From the January 16, 1997, Arizona Daily Star and Starnet

Dynamic String Quartet No. 2 deserves more performances

REVIEW

American String Quartet last night at the Tucson Convention Center's Leo Rich Theatre.

By Ken Keuffel Jr.
The Arizona Daily Star

Nearly every string quartet claims an interest in performing new music. That seldom means, however, that new works get played more than once or twice.

As one disgruntled composer recently told me, a string quartet could easily perform 200 concerts, with each one featuring a different masterpiece by a dead composer.

Giampaolo Bracali's String Quartet No. 2, which last night received its Tucson premiere by the American String Quartet, may prove an exception to the aforementioned pattern.

An enthusiastic audience at the Tucson Convention Center's Leo Rich Theatre heard the third American performance of the Bracali, a 1995 six-movement work, in less than year. The work, which is dynamic and densely populated with interesting and well-developed ideas, received a thoughtful, exciting performance; it deserves several more hearings.
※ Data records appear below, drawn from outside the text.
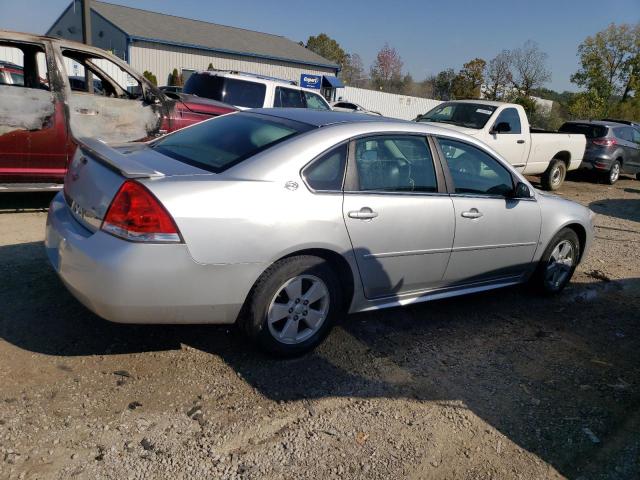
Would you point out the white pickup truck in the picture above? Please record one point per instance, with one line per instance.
(505, 128)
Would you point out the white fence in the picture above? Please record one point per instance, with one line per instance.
(388, 104)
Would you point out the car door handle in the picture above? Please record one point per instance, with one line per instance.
(86, 111)
(365, 213)
(473, 213)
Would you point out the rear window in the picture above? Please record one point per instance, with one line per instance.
(222, 142)
(589, 131)
(240, 93)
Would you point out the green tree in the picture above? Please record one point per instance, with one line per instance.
(468, 82)
(609, 63)
(151, 77)
(587, 105)
(443, 85)
(386, 71)
(529, 65)
(327, 47)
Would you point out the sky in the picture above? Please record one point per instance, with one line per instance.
(429, 35)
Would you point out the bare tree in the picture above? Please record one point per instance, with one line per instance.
(498, 75)
(353, 71)
(386, 71)
(529, 68)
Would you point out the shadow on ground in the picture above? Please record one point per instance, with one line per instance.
(624, 208)
(539, 370)
(19, 202)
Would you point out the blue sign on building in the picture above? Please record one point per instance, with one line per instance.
(310, 81)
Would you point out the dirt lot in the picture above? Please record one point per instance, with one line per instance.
(499, 385)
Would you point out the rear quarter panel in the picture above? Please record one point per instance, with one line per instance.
(545, 146)
(244, 221)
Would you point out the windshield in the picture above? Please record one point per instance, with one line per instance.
(222, 142)
(470, 115)
(240, 93)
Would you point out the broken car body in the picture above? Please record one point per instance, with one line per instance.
(41, 115)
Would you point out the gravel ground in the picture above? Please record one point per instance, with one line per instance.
(499, 385)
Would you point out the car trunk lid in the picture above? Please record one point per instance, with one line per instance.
(98, 170)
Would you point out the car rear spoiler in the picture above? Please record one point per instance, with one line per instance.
(115, 160)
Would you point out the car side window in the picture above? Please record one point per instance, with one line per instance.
(315, 102)
(395, 163)
(24, 67)
(474, 171)
(327, 172)
(244, 94)
(289, 98)
(511, 117)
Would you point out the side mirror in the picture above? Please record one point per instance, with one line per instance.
(522, 190)
(501, 127)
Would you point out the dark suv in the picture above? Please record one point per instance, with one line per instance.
(612, 147)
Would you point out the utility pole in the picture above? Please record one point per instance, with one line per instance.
(86, 39)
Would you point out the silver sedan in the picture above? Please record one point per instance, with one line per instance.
(281, 220)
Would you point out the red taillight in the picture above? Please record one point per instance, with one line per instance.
(136, 215)
(604, 142)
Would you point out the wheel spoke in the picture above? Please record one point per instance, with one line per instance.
(294, 289)
(290, 330)
(315, 293)
(278, 311)
(313, 318)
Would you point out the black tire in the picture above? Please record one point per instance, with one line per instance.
(254, 319)
(613, 175)
(540, 279)
(553, 178)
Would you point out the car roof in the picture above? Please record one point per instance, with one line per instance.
(491, 103)
(322, 118)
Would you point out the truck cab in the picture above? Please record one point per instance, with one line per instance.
(246, 90)
(505, 128)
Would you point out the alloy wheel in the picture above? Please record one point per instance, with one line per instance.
(298, 309)
(556, 175)
(560, 264)
(614, 174)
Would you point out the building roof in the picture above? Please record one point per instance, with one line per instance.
(169, 29)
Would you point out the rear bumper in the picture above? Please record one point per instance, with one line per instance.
(129, 282)
(601, 162)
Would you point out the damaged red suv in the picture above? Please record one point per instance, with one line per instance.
(45, 107)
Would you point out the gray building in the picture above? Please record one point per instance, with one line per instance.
(159, 43)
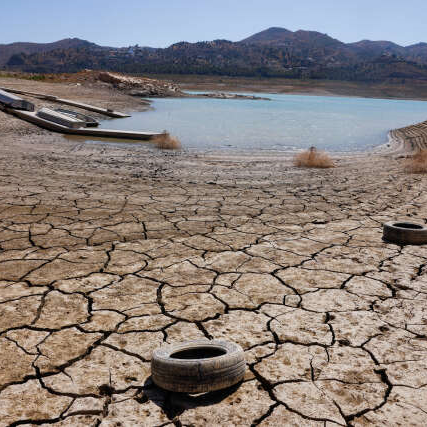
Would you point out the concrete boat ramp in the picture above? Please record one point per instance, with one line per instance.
(63, 123)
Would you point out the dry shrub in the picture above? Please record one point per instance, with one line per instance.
(312, 158)
(417, 163)
(167, 142)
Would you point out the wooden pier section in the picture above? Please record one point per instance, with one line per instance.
(105, 111)
(96, 132)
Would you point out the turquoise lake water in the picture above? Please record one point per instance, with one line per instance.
(286, 122)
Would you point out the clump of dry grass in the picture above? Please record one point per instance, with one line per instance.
(165, 141)
(417, 163)
(312, 158)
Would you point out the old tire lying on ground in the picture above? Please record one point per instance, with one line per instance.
(198, 366)
(405, 233)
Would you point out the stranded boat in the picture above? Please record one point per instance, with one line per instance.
(67, 121)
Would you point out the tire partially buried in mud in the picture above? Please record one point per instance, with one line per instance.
(405, 233)
(198, 366)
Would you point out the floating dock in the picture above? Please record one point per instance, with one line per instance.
(106, 111)
(33, 117)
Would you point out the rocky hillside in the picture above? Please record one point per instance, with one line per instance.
(275, 52)
(8, 50)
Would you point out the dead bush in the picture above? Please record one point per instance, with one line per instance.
(165, 141)
(312, 158)
(417, 163)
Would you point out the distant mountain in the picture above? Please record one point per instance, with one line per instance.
(275, 52)
(7, 50)
(281, 37)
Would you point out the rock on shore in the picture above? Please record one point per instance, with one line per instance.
(140, 86)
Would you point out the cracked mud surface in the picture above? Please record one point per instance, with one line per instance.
(106, 252)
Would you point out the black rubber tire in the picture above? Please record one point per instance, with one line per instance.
(198, 375)
(405, 233)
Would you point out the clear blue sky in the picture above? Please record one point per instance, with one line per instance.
(159, 23)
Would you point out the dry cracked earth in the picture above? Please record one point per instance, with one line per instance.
(107, 252)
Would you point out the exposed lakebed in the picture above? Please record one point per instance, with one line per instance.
(285, 122)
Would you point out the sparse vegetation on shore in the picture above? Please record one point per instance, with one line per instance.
(312, 158)
(165, 141)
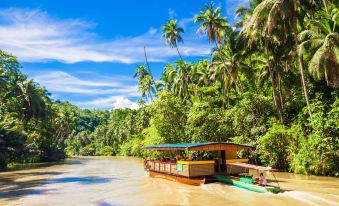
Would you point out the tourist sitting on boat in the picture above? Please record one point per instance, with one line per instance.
(262, 180)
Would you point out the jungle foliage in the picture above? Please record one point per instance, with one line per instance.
(271, 82)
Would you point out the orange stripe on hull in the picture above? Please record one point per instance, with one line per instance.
(195, 182)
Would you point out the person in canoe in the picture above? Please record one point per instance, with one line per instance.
(262, 180)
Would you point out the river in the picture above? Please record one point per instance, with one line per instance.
(108, 181)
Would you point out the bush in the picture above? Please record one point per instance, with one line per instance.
(88, 150)
(106, 151)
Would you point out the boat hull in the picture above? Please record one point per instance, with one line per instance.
(184, 180)
(251, 187)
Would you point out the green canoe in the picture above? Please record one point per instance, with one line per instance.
(246, 185)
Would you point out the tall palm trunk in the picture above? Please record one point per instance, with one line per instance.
(223, 61)
(179, 52)
(302, 69)
(301, 66)
(325, 5)
(274, 93)
(149, 70)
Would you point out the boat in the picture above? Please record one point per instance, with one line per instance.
(225, 167)
(184, 180)
(244, 183)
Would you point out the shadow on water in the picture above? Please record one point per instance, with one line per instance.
(18, 167)
(11, 189)
(105, 204)
(81, 180)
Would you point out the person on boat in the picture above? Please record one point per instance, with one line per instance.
(262, 180)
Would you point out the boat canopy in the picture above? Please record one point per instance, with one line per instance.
(203, 146)
(250, 166)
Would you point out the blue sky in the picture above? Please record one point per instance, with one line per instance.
(86, 52)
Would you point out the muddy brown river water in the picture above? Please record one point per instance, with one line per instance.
(108, 181)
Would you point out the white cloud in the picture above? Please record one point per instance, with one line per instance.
(115, 102)
(62, 82)
(34, 36)
(230, 7)
(171, 13)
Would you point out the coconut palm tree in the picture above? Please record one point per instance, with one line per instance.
(182, 80)
(322, 41)
(168, 77)
(272, 18)
(172, 33)
(216, 29)
(145, 82)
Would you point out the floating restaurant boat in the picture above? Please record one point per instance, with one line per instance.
(225, 167)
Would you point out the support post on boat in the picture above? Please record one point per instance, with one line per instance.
(222, 165)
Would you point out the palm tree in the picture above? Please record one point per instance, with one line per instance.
(172, 33)
(182, 79)
(145, 82)
(34, 100)
(322, 41)
(168, 77)
(215, 27)
(276, 17)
(Incidentally, Bracali, a Rome native who teaches at New York's Manhattan School of Music, last night became the first composer to hear his work performed at an Arizona Friends of Chamber Music Concert; he offered brief-but-effective introductory remarks before the performance.)

String Quartet No. 2, which was written for the American in memory of one of Bracali's former teachers, begins with an Elegia in which several sustained notes in each part effect an atmospheric blend of eerieness, mystery and melancholy.

The Elegia moves without break into a Preludio; this movement unleashes several accent-flavored tremolo chords. Last night, these chords bowled me over.

In the following humorous Scherzo, the instrumentalists trade neat little snippets of the same brief motif, using both plucking and saltando (i.e., making the bow bounce slightly on the string). Along the way, the first violin bows eerie sirenlike sounds.

In a Rapsodia, the violin and the cello enjoy extended cadenzalike sections that require the boldness and virtuosity heard last night.

While they played, the other parts often interjected a scary barrage of brief outbursts.

A stellar performance of Haydn's beloved Quartet in G Major, Opus 76, No. 1 opened the program. Most memorable here was the second Adagio sostenuto movement; the quartet kept each version of a simple choral-like tune intense and engaging.

Brahms' String Quartet in A minor, Opus 51, No. 2, was the concluding work. Its andante moderato second movement reveled in the understated authority of first violinist Peter Winograd's almost whispering solo. A sparkling rendition of the Gypsy dance-inspired finale brought the work to a rollicking conclusion.